According to UNICEF, one million children in the DRC aged five to 17 are not in school because of the cost – despite the country’s government decreeing primary education should be free – and the vast majority of the country’s children have no pre-school education.

Rebecca said: “There is an African proverb that says it takes a village to raise a child.”

“There aren’t many places your parents can leave you when they go to work, so you would stay with a relative, neighbour or family friend in the community. For your children to go to a nursery, you had to be earning a lot of money. It was not an option for us.”

Rebecca left school in 1995 aged 18 after passing the Examen d’Etat, the Congolese equivalent of the French baccalauréat, and began studying economics at Université William Booth in Kinshasa.
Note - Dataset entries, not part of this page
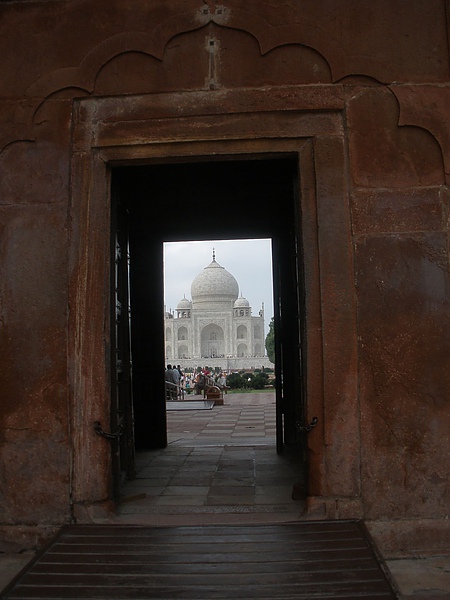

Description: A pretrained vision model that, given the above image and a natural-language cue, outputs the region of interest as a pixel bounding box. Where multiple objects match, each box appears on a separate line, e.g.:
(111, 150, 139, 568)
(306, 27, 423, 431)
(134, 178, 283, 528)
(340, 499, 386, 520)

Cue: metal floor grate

(3, 521, 400, 599)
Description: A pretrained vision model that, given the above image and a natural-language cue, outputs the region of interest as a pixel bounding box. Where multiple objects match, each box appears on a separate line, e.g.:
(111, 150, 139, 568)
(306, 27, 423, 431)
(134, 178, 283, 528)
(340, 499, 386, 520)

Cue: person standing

(172, 365, 181, 398)
(165, 364, 178, 400)
(218, 372, 228, 394)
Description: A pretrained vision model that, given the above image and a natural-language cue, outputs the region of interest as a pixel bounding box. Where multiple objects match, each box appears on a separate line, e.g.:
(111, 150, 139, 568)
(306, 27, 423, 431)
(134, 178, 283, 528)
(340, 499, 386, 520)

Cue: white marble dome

(177, 296, 192, 310)
(191, 255, 239, 307)
(234, 296, 250, 308)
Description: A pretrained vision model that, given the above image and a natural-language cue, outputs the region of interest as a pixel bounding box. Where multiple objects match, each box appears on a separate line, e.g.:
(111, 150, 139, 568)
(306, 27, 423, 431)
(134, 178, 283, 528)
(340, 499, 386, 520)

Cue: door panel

(273, 228, 304, 452)
(111, 201, 135, 498)
(128, 234, 167, 450)
(272, 237, 284, 454)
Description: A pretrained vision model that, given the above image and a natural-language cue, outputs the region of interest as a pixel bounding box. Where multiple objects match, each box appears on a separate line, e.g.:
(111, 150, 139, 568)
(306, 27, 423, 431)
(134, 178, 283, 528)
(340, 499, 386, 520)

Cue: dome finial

(212, 247, 216, 262)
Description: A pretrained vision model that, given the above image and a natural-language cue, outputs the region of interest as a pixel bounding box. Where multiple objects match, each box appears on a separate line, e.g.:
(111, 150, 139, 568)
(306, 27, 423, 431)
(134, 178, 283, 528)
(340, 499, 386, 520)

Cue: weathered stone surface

(97, 110, 343, 150)
(0, 526, 57, 551)
(68, 152, 114, 505)
(217, 26, 332, 87)
(356, 233, 450, 520)
(351, 188, 444, 235)
(0, 0, 448, 555)
(313, 136, 359, 497)
(94, 29, 210, 95)
(347, 87, 444, 188)
(0, 141, 68, 205)
(213, 0, 449, 83)
(0, 203, 70, 525)
(0, 1, 447, 97)
(0, 2, 190, 95)
(91, 86, 344, 124)
(392, 84, 450, 184)
(0, 205, 68, 406)
(367, 519, 450, 558)
(1, 1, 448, 150)
(297, 141, 326, 497)
(0, 431, 69, 524)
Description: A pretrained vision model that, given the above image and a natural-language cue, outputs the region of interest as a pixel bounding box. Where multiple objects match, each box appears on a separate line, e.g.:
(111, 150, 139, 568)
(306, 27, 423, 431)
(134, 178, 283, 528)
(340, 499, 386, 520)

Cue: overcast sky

(164, 239, 273, 334)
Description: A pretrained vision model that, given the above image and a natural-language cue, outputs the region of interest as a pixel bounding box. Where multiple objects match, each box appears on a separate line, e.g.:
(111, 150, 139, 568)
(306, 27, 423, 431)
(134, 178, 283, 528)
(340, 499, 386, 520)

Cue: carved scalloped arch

(3, 3, 446, 163)
(0, 4, 341, 153)
(391, 84, 450, 184)
(213, 4, 342, 64)
(1, 7, 211, 152)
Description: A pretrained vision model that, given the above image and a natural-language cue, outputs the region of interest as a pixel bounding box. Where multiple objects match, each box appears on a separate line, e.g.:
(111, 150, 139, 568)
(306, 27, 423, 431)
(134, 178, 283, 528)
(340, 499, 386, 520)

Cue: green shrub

(227, 373, 243, 389)
(250, 375, 267, 389)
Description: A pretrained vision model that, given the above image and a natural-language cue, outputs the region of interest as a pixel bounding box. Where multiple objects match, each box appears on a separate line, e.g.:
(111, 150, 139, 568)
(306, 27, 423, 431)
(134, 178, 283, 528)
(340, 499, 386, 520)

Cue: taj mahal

(164, 251, 274, 371)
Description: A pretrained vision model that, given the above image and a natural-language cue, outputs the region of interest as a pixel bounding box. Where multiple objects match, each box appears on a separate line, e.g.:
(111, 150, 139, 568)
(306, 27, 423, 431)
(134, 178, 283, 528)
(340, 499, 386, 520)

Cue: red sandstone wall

(0, 1, 448, 552)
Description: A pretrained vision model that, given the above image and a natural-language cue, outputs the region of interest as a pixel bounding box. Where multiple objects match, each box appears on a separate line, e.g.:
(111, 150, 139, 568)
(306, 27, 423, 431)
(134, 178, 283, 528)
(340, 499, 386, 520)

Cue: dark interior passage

(112, 157, 305, 468)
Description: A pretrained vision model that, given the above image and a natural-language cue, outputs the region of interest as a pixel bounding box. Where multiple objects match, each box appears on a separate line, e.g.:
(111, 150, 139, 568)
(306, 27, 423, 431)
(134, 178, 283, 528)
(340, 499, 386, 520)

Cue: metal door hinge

(94, 421, 123, 440)
(296, 417, 318, 433)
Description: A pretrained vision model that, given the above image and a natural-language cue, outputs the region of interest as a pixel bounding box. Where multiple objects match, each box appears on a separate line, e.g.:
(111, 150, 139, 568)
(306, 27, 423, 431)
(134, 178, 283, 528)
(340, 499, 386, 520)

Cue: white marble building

(164, 252, 273, 370)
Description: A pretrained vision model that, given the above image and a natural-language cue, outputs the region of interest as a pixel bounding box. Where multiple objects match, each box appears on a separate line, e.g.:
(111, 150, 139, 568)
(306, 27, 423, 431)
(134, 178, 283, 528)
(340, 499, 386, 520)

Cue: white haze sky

(164, 239, 273, 335)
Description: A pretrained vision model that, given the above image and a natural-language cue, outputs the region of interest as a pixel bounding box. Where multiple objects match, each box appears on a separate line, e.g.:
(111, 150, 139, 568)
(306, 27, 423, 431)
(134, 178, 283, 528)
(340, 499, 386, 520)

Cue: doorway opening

(163, 237, 274, 394)
(163, 238, 276, 443)
(111, 156, 307, 511)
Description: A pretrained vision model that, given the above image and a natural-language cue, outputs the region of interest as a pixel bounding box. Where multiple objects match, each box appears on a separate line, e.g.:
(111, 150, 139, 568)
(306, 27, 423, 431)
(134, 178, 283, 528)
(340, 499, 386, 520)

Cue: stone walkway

(167, 390, 277, 445)
(117, 391, 304, 524)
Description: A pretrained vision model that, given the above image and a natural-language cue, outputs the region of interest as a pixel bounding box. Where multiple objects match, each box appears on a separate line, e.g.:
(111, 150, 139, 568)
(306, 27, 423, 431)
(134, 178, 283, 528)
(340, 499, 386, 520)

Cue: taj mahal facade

(164, 252, 274, 371)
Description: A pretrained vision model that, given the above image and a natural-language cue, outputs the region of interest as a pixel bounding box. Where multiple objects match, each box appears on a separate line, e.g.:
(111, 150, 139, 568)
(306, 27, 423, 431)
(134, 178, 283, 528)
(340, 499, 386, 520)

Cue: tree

(265, 316, 275, 363)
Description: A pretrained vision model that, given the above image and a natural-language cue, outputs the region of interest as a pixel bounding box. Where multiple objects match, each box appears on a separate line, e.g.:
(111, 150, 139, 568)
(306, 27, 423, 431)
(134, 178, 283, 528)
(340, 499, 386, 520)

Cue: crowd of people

(164, 365, 228, 400)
Civil war broke out in DRC the following year with the country in political turmoil and economic decline, which spilled over into Uganda and Sudan. The conflict escalated when Rwanda invaded DRC and was later joined by more states including Uganda, Burundi, Angola and Eritrea.
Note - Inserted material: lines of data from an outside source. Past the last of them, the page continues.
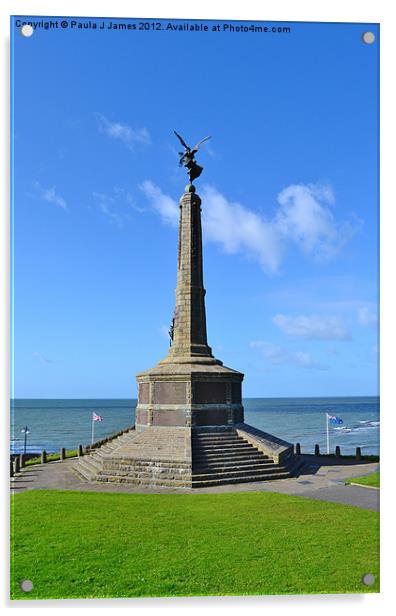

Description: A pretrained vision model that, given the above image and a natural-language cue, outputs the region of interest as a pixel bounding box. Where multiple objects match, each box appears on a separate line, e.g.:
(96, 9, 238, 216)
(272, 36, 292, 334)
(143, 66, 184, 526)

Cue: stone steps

(193, 427, 235, 433)
(192, 437, 242, 443)
(75, 459, 191, 486)
(101, 441, 127, 451)
(102, 463, 191, 474)
(101, 457, 191, 468)
(193, 443, 242, 447)
(193, 458, 276, 471)
(74, 458, 98, 481)
(193, 451, 267, 461)
(192, 439, 253, 450)
(192, 471, 291, 488)
(192, 465, 290, 481)
(89, 450, 109, 459)
(98, 437, 133, 451)
(74, 430, 138, 478)
(74, 426, 192, 487)
(94, 475, 191, 488)
(75, 459, 302, 488)
(193, 445, 256, 454)
(85, 432, 137, 455)
(191, 428, 297, 487)
(74, 425, 301, 489)
(84, 456, 103, 469)
(96, 469, 191, 480)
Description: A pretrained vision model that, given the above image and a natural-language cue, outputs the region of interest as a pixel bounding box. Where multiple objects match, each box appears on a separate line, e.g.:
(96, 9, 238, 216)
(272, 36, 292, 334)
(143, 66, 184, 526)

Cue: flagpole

(326, 413, 330, 454)
(91, 414, 95, 445)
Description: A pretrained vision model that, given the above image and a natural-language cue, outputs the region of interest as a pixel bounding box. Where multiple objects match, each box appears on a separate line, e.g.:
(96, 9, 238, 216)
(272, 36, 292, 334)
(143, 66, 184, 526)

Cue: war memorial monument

(75, 133, 301, 487)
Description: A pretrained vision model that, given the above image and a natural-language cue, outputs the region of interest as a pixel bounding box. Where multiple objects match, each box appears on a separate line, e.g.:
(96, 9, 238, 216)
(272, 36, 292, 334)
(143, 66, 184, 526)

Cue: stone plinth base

(135, 359, 244, 430)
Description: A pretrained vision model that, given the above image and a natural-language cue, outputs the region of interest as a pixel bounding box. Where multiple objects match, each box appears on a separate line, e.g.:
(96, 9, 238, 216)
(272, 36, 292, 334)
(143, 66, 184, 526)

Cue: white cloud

(250, 341, 328, 370)
(139, 180, 179, 227)
(92, 191, 115, 203)
(96, 113, 150, 149)
(201, 185, 282, 273)
(139, 181, 360, 273)
(139, 182, 282, 273)
(98, 202, 123, 227)
(34, 181, 67, 211)
(92, 192, 123, 227)
(275, 184, 359, 260)
(91, 187, 147, 226)
(114, 187, 146, 213)
(357, 306, 377, 327)
(273, 314, 352, 340)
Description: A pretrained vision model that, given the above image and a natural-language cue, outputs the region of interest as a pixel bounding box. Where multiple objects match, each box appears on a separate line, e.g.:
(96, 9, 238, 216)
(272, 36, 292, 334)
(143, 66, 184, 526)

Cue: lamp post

(21, 425, 30, 455)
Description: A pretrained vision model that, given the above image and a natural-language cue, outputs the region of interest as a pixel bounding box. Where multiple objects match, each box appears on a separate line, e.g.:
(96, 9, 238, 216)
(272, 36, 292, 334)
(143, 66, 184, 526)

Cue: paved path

(10, 455, 379, 511)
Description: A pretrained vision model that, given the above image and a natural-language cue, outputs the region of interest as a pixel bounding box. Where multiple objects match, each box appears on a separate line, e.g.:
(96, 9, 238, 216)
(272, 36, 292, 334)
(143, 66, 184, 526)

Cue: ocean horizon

(10, 396, 380, 456)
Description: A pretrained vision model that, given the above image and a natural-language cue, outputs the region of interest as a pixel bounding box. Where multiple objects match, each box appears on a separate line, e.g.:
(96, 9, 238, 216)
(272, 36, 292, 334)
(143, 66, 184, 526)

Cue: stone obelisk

(135, 178, 244, 429)
(167, 184, 213, 361)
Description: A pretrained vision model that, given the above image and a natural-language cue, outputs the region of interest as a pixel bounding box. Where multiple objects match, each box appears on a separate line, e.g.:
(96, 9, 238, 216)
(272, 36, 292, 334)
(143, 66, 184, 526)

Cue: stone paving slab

(10, 455, 379, 510)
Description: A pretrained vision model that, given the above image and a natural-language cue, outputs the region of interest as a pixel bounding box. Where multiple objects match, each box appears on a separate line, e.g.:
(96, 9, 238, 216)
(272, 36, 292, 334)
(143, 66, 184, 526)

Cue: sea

(10, 397, 379, 456)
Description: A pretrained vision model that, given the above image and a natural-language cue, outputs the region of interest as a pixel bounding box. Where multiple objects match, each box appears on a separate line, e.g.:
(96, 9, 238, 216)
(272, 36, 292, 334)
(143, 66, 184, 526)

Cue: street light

(20, 426, 30, 455)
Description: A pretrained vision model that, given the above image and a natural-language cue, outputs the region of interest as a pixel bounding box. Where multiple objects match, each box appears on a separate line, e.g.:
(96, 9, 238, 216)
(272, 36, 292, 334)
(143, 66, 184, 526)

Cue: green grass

(25, 451, 77, 466)
(10, 490, 379, 600)
(346, 472, 380, 488)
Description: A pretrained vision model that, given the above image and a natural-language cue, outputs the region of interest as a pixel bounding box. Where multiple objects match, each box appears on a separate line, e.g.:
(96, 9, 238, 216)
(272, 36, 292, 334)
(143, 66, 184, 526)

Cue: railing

(294, 443, 378, 461)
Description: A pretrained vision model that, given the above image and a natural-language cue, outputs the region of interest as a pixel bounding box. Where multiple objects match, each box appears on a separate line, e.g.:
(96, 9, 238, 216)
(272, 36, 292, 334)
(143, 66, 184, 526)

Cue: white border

(1, 1, 394, 614)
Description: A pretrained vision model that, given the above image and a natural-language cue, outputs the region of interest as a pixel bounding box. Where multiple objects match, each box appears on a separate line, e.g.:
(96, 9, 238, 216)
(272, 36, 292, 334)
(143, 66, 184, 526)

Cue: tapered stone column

(167, 185, 213, 361)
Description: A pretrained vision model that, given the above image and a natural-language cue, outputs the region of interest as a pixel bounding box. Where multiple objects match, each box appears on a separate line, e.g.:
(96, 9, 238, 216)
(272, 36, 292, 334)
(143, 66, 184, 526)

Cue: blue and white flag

(327, 414, 343, 425)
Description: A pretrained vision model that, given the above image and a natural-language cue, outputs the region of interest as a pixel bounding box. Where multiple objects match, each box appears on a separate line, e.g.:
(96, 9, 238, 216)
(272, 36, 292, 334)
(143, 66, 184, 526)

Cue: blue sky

(11, 16, 379, 398)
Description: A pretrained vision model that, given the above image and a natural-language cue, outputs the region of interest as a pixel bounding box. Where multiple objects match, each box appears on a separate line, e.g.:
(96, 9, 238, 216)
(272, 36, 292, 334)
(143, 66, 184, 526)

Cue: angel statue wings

(174, 130, 211, 183)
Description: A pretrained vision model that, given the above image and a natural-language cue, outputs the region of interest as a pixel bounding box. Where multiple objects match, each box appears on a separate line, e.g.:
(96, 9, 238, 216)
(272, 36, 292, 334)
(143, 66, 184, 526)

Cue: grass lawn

(10, 490, 379, 600)
(25, 451, 77, 466)
(346, 472, 380, 488)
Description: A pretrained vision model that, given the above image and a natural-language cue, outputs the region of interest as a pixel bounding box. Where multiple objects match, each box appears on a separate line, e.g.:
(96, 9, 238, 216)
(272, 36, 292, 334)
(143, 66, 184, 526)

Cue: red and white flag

(92, 412, 103, 422)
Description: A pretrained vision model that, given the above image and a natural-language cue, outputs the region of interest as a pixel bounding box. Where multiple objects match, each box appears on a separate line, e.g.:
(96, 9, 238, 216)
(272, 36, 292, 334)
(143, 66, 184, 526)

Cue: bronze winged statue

(174, 130, 211, 183)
Despite only lasting seven months, the war caused widespread destruction with thousands of people killed or displaced. Rebecca’s family were forced to move further out of Kinshasa and she had no choice but to give up her studies.

Rebecca said: “The lifestyle we had was gone. I could feel it in the house. The country was getting worse and worse and there were fewer jobs. If you didn’t know people, you didn’t get work. I was crying on my bed every single night thinking ‘what is this life?’”

During her studies Rebecca had met and got engaged to another student. He was a political activist wanted by the Congolese government who fled the country in 1996.

“For a whole year there was no communication. No one heard from him or knew where he was. I was sad, confused and deeply worried. I thought it was finished and he was gone,” Rebecca said.

His aunt in the UK later wrote to tell his family he had arrived as a refugee and was safe.

The first war came to an end when President Mobutu was overthrown but political tensions and hostility continued under rebel leader Laurent-Desiré Kabilia, leading to the second conflict that would last five years. Fearing for her own safety, Rebecca flew to the UK to be with her fiancé.

They set up home in Camden and arranged a traditional Congolese wedding and would go on to have four children. Attending baby clubs and nurseries with her own children further sparked her interest in an education career.

Rebecca said: “I’m so glad they went. It helped them to communicate with other children, how to play and share toys. At that age, it is so important for their development. I would see how the staff set things up and would get down to the children’s level to speak to them. It was amazing to see, and I knew that this was what I wanted to do.”

Rebecca enrolled on an Early Years Practitioner Level 2 Diploma at the College of Haringey, Enfield and North East London (CONEL) and went on to study Supporting Teaching and Learning Level 3 Certificate. She received an Excellence Award from CONEL in 2018.

Rebecca is now working for N Family Club, an early years education provider with nurseries across London and the South East, having started her career at Pembury House Nursery School and Children’s Centre in Tottenham where she undertook a placement while at college.

Rebecca said: “CONEL gave me the chance to truly believe in myself and prepare for my dream career. I was blessed to have had the most amazing, kind and caring teachers. I am so proud and amazed when I look at what I have achieved. I now know where I am and where I am going. I am happy and have a purpose in my life, and nothing can stop me.”